Une analyse fine est présentée de la construction du récit militaire de l’opération Serval à partir d’images tournées sur le terrain par des cinéastes militaires. L’émission qui les a diffusées est passée au crible et révèle une certaine intimité des images qui permet une initiation par une présentation au naturel des combats.
Quand l’armée filme sa guerre, quand la télévision diffuse les images
When the arm films its war, when the television broadcasts images
A detailed analysis is presented for the construction of a military narrative of Operation: Serval from field visits by military filmmakers’ images. The program that has aired is screened and reveals a certain intimacy in the images that allow an introduction to the presentation of natural fighting.

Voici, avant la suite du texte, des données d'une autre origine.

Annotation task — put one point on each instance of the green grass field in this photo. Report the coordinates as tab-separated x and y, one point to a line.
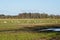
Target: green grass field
6	24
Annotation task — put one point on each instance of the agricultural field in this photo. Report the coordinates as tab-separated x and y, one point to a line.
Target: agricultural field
10	24
27	36
13	23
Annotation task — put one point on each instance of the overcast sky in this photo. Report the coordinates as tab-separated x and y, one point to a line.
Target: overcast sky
13	7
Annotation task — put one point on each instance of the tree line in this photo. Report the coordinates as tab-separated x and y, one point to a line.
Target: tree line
29	16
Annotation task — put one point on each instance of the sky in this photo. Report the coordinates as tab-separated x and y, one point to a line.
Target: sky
14	7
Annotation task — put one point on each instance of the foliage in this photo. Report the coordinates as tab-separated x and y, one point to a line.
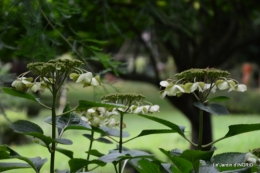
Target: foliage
97	117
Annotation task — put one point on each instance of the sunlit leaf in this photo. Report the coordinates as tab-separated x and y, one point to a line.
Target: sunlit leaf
20	94
215	109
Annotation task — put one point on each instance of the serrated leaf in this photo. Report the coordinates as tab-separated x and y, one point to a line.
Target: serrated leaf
77	164
174	127
20	94
219	99
67	153
10	166
215	109
85	104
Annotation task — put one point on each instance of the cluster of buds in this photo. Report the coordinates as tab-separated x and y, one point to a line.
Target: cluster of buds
54	72
129	103
201	80
101	116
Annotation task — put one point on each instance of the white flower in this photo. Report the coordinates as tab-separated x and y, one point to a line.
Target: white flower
240	88
154	108
38	86
22	84
85	78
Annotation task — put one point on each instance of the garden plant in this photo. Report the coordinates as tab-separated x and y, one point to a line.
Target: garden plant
107	119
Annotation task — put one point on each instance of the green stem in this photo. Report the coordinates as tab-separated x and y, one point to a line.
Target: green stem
121	140
200	130
53	146
90	147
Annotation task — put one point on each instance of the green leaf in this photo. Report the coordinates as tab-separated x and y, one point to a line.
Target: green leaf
77	164
241	128
207	169
175	128
179	165
69	121
196	155
215	109
111	132
10	166
111	157
20	94
85	104
104	140
32	129
67	153
95	153
219	99
35	163
230	159
152	132
23	126
148	166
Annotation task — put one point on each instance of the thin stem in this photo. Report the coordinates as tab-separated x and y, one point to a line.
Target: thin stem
121	140
209	144
53	146
90	147
200	130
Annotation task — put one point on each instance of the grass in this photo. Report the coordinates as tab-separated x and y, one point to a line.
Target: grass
241	143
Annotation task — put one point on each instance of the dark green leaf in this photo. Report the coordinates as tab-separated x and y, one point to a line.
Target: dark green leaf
69	121
196	155
85	104
32	129
148	166
63	141
67	153
174	127
229	158
20	94
77	164
152	132
215	109
241	128
207	169
90	137
179	165
23	126
219	99
111	157
95	153
10	166
104	140
112	132
35	163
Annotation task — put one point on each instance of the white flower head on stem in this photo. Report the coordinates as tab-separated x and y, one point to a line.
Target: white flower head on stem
22	84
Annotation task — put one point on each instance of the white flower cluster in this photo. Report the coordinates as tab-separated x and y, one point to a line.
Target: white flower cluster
24	83
86	78
174	89
105	116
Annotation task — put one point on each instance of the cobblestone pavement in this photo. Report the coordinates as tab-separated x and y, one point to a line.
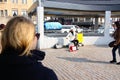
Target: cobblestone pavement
88	63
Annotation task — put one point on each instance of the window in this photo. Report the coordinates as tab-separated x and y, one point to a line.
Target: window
14	1
15	12
24	1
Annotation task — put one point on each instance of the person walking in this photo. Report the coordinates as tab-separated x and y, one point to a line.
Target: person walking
116	36
19	58
72	37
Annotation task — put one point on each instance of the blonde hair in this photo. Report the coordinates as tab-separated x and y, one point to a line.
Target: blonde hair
18	35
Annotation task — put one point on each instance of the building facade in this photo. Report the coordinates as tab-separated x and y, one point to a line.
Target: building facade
10	8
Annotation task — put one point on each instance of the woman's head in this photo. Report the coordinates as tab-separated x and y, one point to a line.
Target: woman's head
117	24
18	35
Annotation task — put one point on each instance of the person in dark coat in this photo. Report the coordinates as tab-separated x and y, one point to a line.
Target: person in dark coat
116	45
18	59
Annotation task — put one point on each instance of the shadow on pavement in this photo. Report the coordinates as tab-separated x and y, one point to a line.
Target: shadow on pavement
82	60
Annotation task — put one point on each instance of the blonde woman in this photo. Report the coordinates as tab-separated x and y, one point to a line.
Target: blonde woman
17	60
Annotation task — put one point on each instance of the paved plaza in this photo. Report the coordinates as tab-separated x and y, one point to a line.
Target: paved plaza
88	63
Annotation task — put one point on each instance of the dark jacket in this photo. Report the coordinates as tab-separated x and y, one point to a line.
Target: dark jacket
14	67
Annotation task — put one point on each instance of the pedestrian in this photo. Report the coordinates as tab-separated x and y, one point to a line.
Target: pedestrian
19	58
116	36
2	27
72	37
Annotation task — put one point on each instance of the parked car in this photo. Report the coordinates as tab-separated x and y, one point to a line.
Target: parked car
67	28
101	30
52	26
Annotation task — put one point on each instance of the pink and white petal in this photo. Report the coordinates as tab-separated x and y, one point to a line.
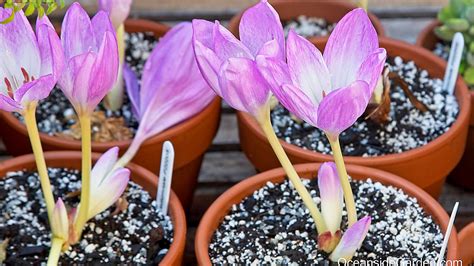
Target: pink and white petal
203	32
51	51
60	222
104	71
296	102
9	105
108	192
227	46
77	36
133	90
100	25
83	78
209	65
372	68
332	197
341	108
351	240
18	48
104	166
259	25
243	87
307	67
353	39
35	90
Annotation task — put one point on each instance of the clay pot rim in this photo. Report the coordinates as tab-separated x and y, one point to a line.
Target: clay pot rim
157	29
176	211
235	20
462	96
251	184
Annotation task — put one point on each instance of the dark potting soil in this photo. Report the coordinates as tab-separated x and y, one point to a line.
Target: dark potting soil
272	226
55	114
407	128
138	235
308	26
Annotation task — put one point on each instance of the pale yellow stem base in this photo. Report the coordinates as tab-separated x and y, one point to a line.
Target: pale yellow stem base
343	177
30	120
265	124
81	218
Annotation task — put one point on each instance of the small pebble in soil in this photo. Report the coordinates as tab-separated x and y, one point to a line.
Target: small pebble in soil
309	26
407	128
139	235
272	226
55	114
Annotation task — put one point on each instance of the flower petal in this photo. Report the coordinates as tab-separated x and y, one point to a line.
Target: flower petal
108	191
18	49
51	51
77	36
35	90
104	166
133	90
104	71
260	24
351	240
353	39
9	105
332	197
243	87
60	222
307	67
118	10
372	68
227	46
341	108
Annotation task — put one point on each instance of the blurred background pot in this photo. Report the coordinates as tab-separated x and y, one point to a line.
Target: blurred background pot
190	138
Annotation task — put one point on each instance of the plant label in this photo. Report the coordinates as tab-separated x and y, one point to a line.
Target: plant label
164	179
451	74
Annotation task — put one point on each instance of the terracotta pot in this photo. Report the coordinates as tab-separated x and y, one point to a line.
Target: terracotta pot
219	209
425	166
332	11
190	138
461	175
143	177
466	244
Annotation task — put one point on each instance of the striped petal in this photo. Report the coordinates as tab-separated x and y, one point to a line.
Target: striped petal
351	240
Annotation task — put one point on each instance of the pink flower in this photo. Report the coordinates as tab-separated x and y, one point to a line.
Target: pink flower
329	91
92	60
29	64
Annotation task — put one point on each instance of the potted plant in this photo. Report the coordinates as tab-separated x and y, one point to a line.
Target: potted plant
312	19
67	209
466	238
281	222
58	123
425	165
222	212
437	37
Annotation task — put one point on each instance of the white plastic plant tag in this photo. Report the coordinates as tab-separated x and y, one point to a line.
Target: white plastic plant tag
451	74
164	179
447	235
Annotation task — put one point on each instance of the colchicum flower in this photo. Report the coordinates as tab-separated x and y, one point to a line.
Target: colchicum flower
29	64
90	49
331	195
118	11
230	68
172	87
330	91
229	65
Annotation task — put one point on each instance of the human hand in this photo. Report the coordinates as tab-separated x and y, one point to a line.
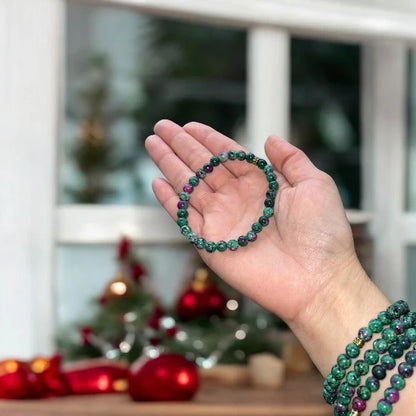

Le 17 octobre 2013, l’émission Envoyé spécial, sur France 2, a diffusé un reportage intitulé « Serval, quand l’armée filme sa guerre », produit par la société Kuiv. Ce documentaire a été entièrement construit grâce aux images filmées par les opérateurs de l’Établissement de communication et de production audiovisuelle de la Défense (ECPAD) présentes sur le terrain dès les débuts de l’opération. Elles ont été mises à disposition d’un journaliste, Martin Blanchard, et d’un historien et spécialiste des conflits, Jean-Christophe Notin. L’objet de cette réflexion n’est pas de raconter et d’étudier les conditions de fabrication de ce documentaire, mais d’analyser le résultat final pour s’interroger sur ce que voit et entend le téléspectateur. Il y a en effet matière à question sur ce que la nature de ce documentaire change dans la perception que le public peut avoir d’une opération militaire extérieure. Est-ce un film plus « vrai » ou qui, au contraire, dissimule une part de la vérité en raison de l’origine exclusivement militaire des images qui le composent ? Montre-t-il mieux et davantage la réalité de la guerre qu’un film journalistique ? Ici, une précision doit d’emblée être faite : il n’existe pas d’image qui soit le reflet exact et réel de la guerre. Toute image est le fruit d’un choix et d’un parti pris dès le moment même de sa captation sur le terrain : l’opérateur a choisi telle scène plutôt que telle autre, il a cadré et éliminé du champ des éléments contextuels. Il a, donc, discriminé sciemment, en fonction des circonstances, de ses exigences propres et des exigences de son donneur d’ordre, quel qu’il soit. Le montage et la réalisation du documentaire viennent ajouter une dose supplémentaire de choix et de parti pris.
Des images de l’intérieur
Le téléspectateur est prévenu dès le début de l’émission : les images qu’il va voir viennent de l’ECPAD. Voici les mots de la présentatrice : « Pour la première fois, l’armée française a décidé d’ouvrir ses archives. Des soldats ont filmé toutes les opérations sur le terrain. Avec un historien de la guerre, Jean-Christophe Notin, et un journaliste, Martin Blanchard, nous avons donc sélectionné ces images, nous les avons commentées et décryptées. Vous allez donc voir un document rare, la guerre au quotidien ». Quelques secondes après le début du reportage, la voix off rappelle que le public n’a guère pu voir d’images de Serval, « au point qu’on a pu parler d’une guerre sans images. Des images existent pourtant, mais beaucoup n’ont jamais été dévoilées ». Tout est fait pour expliquer au téléspectateur qu’il va voir des images particulières.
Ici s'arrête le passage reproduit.